Biblio.com
- Company type: Private, Online retailer
- Available in: English, Spanish
- Founded: 2000; 26 years ago
- Headquarters: Asheville, North Carolina, United States
- Area served: Worldwide
- Founder: Brendan Sherar
- Industry: Retail (Specialty)
- Products: Used books, rare books, out of print books, new books and textbooks
- Employees: 14 (2023)
- Website: www.biblio.com

= Biblio.com =

Online marketplace for rare and collectible books

Biblio is an independently owned international online marketplace specializing in rare and collectible books.

Biblio was established in 2000 in Asheville, North Carolina, by Brendan Sherar and Michael Tracey.
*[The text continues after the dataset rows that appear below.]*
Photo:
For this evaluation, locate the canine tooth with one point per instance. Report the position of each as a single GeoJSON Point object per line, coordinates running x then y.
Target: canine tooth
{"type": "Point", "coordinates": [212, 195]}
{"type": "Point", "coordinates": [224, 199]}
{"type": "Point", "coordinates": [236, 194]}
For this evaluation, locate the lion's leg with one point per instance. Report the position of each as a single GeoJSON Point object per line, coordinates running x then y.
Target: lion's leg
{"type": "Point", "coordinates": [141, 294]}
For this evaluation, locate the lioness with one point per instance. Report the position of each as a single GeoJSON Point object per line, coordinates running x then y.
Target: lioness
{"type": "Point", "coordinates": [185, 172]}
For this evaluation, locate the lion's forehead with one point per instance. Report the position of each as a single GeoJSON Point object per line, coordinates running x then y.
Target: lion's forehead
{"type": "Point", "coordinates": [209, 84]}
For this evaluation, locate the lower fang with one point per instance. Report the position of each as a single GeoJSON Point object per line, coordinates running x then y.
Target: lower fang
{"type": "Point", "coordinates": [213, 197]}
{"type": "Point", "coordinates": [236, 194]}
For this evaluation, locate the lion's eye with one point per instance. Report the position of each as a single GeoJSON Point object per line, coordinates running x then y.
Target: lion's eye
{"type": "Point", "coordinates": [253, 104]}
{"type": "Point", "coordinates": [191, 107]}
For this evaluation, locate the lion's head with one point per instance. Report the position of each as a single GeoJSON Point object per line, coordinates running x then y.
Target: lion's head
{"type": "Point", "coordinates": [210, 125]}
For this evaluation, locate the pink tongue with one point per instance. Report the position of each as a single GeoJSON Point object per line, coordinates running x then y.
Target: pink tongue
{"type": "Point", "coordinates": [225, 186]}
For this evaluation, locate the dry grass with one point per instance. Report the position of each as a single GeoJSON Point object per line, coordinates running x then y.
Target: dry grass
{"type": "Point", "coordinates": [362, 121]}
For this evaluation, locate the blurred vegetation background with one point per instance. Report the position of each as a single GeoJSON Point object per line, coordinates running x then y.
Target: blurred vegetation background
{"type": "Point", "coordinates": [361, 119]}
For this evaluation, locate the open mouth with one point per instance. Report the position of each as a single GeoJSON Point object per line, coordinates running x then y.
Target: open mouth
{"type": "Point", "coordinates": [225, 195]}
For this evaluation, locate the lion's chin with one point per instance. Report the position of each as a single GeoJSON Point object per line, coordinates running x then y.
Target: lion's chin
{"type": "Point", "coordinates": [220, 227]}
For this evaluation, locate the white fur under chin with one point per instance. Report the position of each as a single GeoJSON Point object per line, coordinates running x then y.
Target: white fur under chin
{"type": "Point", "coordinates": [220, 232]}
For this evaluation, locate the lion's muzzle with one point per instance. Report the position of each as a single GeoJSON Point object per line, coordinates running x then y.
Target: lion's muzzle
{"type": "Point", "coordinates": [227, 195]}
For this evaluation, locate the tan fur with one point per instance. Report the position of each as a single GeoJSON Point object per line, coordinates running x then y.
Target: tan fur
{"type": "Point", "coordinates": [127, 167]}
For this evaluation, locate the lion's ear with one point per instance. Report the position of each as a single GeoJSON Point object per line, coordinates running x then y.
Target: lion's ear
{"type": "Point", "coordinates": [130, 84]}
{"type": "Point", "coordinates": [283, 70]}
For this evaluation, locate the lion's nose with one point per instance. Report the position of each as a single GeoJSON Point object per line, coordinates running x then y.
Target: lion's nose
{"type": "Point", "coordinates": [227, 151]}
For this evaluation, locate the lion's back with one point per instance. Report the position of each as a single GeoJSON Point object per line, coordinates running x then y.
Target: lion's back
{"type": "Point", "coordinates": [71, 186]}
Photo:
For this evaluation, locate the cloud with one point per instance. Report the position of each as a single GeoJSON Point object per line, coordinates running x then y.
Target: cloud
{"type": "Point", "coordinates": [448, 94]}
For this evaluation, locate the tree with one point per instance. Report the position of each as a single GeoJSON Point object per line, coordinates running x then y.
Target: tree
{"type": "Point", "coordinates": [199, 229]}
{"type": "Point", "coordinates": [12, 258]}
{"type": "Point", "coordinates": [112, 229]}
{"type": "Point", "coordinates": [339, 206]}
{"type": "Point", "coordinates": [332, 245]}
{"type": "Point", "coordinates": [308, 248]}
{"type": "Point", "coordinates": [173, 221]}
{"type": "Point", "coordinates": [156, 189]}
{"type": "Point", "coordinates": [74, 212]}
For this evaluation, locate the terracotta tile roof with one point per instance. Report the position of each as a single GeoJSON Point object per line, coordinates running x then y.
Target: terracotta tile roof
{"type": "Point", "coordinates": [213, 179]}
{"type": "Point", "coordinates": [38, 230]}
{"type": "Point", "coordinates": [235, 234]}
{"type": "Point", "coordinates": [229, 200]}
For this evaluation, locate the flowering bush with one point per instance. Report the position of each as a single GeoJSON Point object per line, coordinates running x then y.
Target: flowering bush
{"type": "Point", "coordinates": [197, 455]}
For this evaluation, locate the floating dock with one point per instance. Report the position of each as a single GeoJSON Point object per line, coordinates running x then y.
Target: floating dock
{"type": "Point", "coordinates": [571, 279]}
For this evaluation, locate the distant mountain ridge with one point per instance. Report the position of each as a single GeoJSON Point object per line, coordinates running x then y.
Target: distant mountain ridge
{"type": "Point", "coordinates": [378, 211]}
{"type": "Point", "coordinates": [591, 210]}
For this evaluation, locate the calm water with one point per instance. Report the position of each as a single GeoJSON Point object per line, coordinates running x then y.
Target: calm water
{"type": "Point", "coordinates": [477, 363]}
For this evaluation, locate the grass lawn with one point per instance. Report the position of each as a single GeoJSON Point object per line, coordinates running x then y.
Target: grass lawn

Biblio also provides e-commerce solutions and web services to multiple professional bookseller associations, including the Antiquarian Booksellers Association of America (ABAA), the International League of Antiquarian Booksellers (ILAB), the Antiquarian Booksellers Association (ABA), and the Australian and New Zealand Association of Antiquarian Booksellers (ANZAAB).

==History of Biblio.com==
Biblio was founded in 2000 as a rare book metasearch service, and in 2003 launched its own book marketplace website, Biblio.com, which is the primary product of the company. Since 2003, Biblio has sold over 7.5 million books, including new and used titles. Biblio launched localized versions of Biblio.com in the UK in 2009 and then in Australia and New Zealand in 2017 to better serve those markets.

Biblio launched its first non-English site, Biblio.es, in August 2022, with the goal of expanding its reach into Spanish speaking markets in both Europe and Latin America. El País, a prominent Spanish newspaper, recognized Biblio.es as a prestigious source for rare books.

==Technology and Web Services==
As part of its core product, Biblio provides inventory management tools for its booksellers in a feature suite known as BiblioDirect. Sellers can maintain their inventory and catalogue information, as well as route their inventory to other digital book marketplaces.

Biblio provides e-commerce and web services for several professional bookselling associations, starting with a 2009 partnership with the ABAA in conjunction with Bibliopolis, where Biblio built a white-label marketplace for ABAA member inventory. Biblio has also designed, managed, and hosted websites for the IOBA, ABA, ILAB, and ANZAAB associations. The IOBA partnership ended in 2022.

== Biblio's Auction and Book Sales Archive ==
In early 2024, Biblio, in collaboration with the ABAA, secured exclusive rights to the American Book Prices Current (ABPC) database, which consisted of over 50 years of detailed book auction records. Biblio then created the Auction and Books Sales Archive, which is a combination of the historical ABPC auction records and Biblio's own historic sales data. The Auction and Book Sales Archive has an expected launch of June 2024.

==Partnerships and Virtual Book fairs==
In 2020, Biblio partnered with the ABAA to design, build, and host a virtual book fair platform to act as a substitute for the in-person book fairs that were cancelled due to the COVID-19 pandemic. Biblio also maintains and hosts virtual book fair websites for the ABA.

In 2022, Biblio launched its own virtual book fair platform, Biblio.live.

==Corporate Structure and Philosophy==

Biblio is independently owned and operated, and is the largest independently owned book marketplace. As part of its triple bottom line business structure, Biblio participates in several charity and social responsibility initiatives. Internally, Biblio has been certified as a living wage business every year since 2012, and Biblio has been contributing a set amount monthly to NativeEnergy through its carbon-neutral shipping program.

As a core part of its brand, Biblio focuses its social responsibility efforts on increasing and supporting literacy worldwide. Biblio founded Biblioworks, a non-profit foundation dedicated to building libraries and increasing literacy in Bolivia. Biblioworks dissolved in 2020, having built 17 libraries throughout Bolivia. In 2023, Biblio partnered with the Indigenous Literacy Foundation, giving customers the opportunity to round-up their purchase to support literacy initiatives within Indigenous communities in Australia.